Bailout Watch #42 – May 15, 2001

Bankrupt Leadership Edition
While the energy cartel threatens the state with financial ruin, the Gov. and some Democratic lawmakers are wasting precious time trying to figure out how to rescue Edison from the folly of its deregulation law. The Gov’s "MOU" is dead, of course, but the politicians are looking for "Plan B": a way to order ratepayers to pay billions to bail out Edison that looks like a "compromise." As for the quaint notion that ratepayers should get utility property in exchange for a bailout, consider the thought-process of Assembly Member Joe Nation (D-Rafael), who is authoring one of the "Plan Bs." He reasoned that that would be communism: "This idea that we step in and purchase the entire utility is an East German model." Gee, we always thought that government running roughshod over its citizens was the hallmark of those authoritarian countries. The fact is, that kind of empty rhetoric by the politicians in 1996 is what got us into this mess in the first place. These elected officials just don’t get it: the utilities gambled, won at first, then lost. Game over. We’ve got to worry about the generators turning California into Calcutta this summer. We don’t have the time — nor the money — to spend on Edison. One thing for sure: no one’s going to be able to bail out the politicians who vote for such legislation.

$6.7 billion budget burn-through since January, 2001. That’s the latest crime statistic on deregulation, the crime of the century; meanwhile, the state of California paid $1900/ mWh last Wednesday to avert blackouts. That is ten times the Gov.’s projection for average summer wholesale prices. At this price, the average residential utility bill in California would be: $950/month.
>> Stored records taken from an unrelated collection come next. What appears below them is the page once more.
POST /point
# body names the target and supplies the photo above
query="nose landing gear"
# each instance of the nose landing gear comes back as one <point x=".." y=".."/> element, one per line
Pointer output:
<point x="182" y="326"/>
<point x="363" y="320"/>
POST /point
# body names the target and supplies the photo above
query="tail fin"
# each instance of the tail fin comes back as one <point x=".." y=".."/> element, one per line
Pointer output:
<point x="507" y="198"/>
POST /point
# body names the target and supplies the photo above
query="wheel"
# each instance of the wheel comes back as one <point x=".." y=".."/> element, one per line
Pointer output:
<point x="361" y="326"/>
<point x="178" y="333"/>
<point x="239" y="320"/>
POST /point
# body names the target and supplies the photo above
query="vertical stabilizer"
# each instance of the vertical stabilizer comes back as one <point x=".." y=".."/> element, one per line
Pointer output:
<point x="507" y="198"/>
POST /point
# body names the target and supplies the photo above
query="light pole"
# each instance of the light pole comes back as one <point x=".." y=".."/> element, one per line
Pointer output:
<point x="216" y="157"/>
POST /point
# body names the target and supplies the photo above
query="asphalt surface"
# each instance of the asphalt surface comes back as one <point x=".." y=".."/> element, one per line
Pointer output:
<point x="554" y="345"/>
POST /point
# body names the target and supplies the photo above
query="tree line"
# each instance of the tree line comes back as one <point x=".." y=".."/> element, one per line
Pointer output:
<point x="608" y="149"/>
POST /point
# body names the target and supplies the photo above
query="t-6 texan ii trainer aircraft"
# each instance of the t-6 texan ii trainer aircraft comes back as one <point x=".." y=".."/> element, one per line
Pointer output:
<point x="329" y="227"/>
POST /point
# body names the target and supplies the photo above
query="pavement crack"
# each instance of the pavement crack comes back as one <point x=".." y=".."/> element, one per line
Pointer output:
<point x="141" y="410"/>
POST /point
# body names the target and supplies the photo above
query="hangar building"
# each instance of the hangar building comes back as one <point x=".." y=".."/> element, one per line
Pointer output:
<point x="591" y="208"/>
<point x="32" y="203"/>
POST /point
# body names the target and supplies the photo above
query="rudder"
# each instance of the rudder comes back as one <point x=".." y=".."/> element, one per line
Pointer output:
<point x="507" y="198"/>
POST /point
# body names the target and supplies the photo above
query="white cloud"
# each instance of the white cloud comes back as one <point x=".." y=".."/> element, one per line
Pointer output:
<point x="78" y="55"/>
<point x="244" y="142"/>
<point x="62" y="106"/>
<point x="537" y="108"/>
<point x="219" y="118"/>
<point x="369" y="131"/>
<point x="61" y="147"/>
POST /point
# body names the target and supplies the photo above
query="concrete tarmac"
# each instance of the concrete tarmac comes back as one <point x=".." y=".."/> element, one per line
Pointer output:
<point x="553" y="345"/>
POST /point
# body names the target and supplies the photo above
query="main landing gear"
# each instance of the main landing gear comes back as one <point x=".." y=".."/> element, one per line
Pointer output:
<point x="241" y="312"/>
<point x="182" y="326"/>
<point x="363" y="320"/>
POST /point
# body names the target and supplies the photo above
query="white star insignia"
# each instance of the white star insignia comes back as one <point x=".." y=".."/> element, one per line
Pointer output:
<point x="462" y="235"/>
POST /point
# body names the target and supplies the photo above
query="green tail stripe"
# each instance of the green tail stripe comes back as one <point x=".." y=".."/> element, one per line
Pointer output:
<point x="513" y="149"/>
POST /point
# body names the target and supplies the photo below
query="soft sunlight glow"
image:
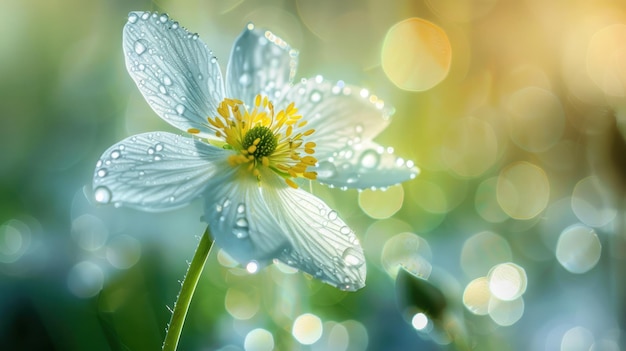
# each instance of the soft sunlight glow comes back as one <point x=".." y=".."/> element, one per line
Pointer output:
<point x="419" y="321"/>
<point x="476" y="296"/>
<point x="416" y="54"/>
<point x="507" y="281"/>
<point x="307" y="329"/>
<point x="252" y="267"/>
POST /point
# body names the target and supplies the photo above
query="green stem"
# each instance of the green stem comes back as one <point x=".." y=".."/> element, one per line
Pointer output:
<point x="186" y="292"/>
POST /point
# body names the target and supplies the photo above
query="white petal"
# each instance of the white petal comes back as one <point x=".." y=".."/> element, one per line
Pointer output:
<point x="339" y="114"/>
<point x="174" y="70"/>
<point x="240" y="220"/>
<point x="364" y="165"/>
<point x="155" y="171"/>
<point x="322" y="244"/>
<point x="260" y="62"/>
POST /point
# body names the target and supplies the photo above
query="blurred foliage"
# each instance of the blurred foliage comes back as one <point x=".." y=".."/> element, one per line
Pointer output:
<point x="522" y="139"/>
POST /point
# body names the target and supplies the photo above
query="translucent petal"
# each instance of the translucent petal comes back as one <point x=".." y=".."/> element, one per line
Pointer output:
<point x="321" y="243"/>
<point x="239" y="218"/>
<point x="260" y="62"/>
<point x="174" y="70"/>
<point x="364" y="165"/>
<point x="155" y="171"/>
<point x="340" y="114"/>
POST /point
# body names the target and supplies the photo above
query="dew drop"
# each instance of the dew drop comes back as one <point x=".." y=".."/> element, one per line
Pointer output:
<point x="316" y="96"/>
<point x="180" y="109"/>
<point x="332" y="215"/>
<point x="102" y="195"/>
<point x="132" y="18"/>
<point x="167" y="80"/>
<point x="140" y="46"/>
<point x="369" y="159"/>
<point x="245" y="80"/>
<point x="325" y="170"/>
<point x="242" y="222"/>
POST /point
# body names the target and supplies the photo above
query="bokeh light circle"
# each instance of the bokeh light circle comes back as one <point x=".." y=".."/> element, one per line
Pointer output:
<point x="578" y="249"/>
<point x="523" y="190"/>
<point x="482" y="251"/>
<point x="307" y="329"/>
<point x="589" y="203"/>
<point x="258" y="340"/>
<point x="381" y="204"/>
<point x="416" y="54"/>
<point x="507" y="281"/>
<point x="476" y="296"/>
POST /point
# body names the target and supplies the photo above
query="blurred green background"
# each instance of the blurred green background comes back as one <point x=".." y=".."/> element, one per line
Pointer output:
<point x="516" y="218"/>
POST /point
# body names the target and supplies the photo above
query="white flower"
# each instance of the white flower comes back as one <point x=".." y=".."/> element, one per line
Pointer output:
<point x="255" y="138"/>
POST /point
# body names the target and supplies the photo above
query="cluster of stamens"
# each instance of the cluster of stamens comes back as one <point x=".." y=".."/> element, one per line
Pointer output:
<point x="264" y="138"/>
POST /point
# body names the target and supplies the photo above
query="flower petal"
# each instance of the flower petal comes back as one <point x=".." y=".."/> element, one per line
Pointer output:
<point x="340" y="114"/>
<point x="174" y="70"/>
<point x="321" y="243"/>
<point x="260" y="62"/>
<point x="365" y="165"/>
<point x="155" y="171"/>
<point x="239" y="218"/>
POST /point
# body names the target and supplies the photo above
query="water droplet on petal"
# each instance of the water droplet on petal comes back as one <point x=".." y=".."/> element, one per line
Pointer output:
<point x="132" y="18"/>
<point x="140" y="46"/>
<point x="180" y="109"/>
<point x="102" y="195"/>
<point x="369" y="159"/>
<point x="242" y="222"/>
<point x="332" y="215"/>
<point x="325" y="170"/>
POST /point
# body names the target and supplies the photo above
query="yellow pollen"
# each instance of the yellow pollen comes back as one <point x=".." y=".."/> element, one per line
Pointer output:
<point x="262" y="138"/>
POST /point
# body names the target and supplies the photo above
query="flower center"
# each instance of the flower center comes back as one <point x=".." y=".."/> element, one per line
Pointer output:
<point x="260" y="142"/>
<point x="263" y="138"/>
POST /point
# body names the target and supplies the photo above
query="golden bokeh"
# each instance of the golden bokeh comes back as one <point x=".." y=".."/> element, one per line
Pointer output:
<point x="416" y="54"/>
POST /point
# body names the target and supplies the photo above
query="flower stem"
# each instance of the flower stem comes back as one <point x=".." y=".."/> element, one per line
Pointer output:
<point x="186" y="292"/>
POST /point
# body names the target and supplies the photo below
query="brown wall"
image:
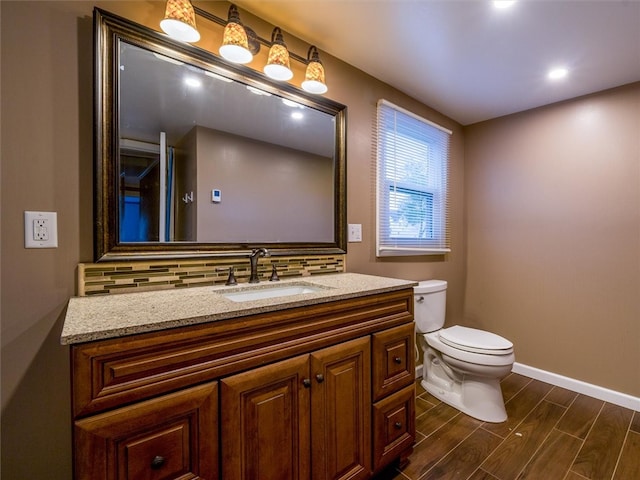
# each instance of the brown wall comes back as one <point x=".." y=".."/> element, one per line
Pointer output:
<point x="553" y="225"/>
<point x="47" y="165"/>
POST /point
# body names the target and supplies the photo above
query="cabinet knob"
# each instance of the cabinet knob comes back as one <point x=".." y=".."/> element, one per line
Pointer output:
<point x="157" y="462"/>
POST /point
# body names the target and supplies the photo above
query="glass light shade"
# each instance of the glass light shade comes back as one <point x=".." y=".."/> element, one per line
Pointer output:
<point x="277" y="66"/>
<point x="180" y="21"/>
<point x="235" y="45"/>
<point x="314" y="78"/>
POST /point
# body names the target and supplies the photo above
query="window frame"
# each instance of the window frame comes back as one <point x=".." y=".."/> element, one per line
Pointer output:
<point x="435" y="183"/>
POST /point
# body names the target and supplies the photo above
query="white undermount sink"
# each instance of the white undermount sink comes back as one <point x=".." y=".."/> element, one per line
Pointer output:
<point x="263" y="292"/>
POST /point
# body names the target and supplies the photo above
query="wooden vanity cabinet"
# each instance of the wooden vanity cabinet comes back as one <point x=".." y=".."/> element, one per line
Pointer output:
<point x="271" y="412"/>
<point x="315" y="392"/>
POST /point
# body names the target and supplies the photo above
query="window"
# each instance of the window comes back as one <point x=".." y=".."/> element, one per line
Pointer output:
<point x="412" y="194"/>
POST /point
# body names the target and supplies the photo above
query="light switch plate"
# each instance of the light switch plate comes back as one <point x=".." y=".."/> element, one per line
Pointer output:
<point x="40" y="230"/>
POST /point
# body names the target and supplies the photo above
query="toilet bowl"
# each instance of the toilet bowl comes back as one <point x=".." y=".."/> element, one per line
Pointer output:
<point x="462" y="366"/>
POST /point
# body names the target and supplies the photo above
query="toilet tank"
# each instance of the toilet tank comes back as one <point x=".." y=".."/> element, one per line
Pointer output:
<point x="430" y="299"/>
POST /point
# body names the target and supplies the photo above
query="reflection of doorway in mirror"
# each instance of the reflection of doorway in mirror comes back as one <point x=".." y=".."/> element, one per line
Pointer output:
<point x="139" y="190"/>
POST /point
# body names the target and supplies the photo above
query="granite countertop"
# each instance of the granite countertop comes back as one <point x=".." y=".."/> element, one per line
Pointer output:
<point x="111" y="316"/>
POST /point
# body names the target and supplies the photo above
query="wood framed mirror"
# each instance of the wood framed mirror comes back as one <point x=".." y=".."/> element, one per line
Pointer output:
<point x="197" y="157"/>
The LA Times, Treasurer Angelides call for plant seizures. The reality of our situation is slowly making its way through the multitudinous layers of California’s political and business establishment: we cannot buy or pay our way out of this deregulation disaster. If the generators won’t refund overcharges and lower prices to fair profit levels, the state will go broke, the lights will go out and Governor Davis will have no choice but to commandeer the plants and operate them at cost, at which point prices will plummet. Treasurer Angelides made the same point on Friday. Free market extremists brought us this debacle, and tough measures are the only response. "Governor, Take Command!" the Times wrote.

Looking for business leadership. What’s more important: ideological purity, or staying in business? That’s the decision our business leaders are going to have to make. Support a return to regulation and public power, or let the state be crushed in the name of "deregulation." The PUC’s rate hike — a majority of which may land on the big business users who backed deregulation in the first place — may serve to involuntarily deploy these folks as lobbyists for cost-based, regulated wholesale prices.

Experience Money Can Buy. Gov. Davis is said to be lobbying the PUC to put more of the burden of the rate increase on residential ratepayers rather than on big businesses. Get that resume ready, Gray!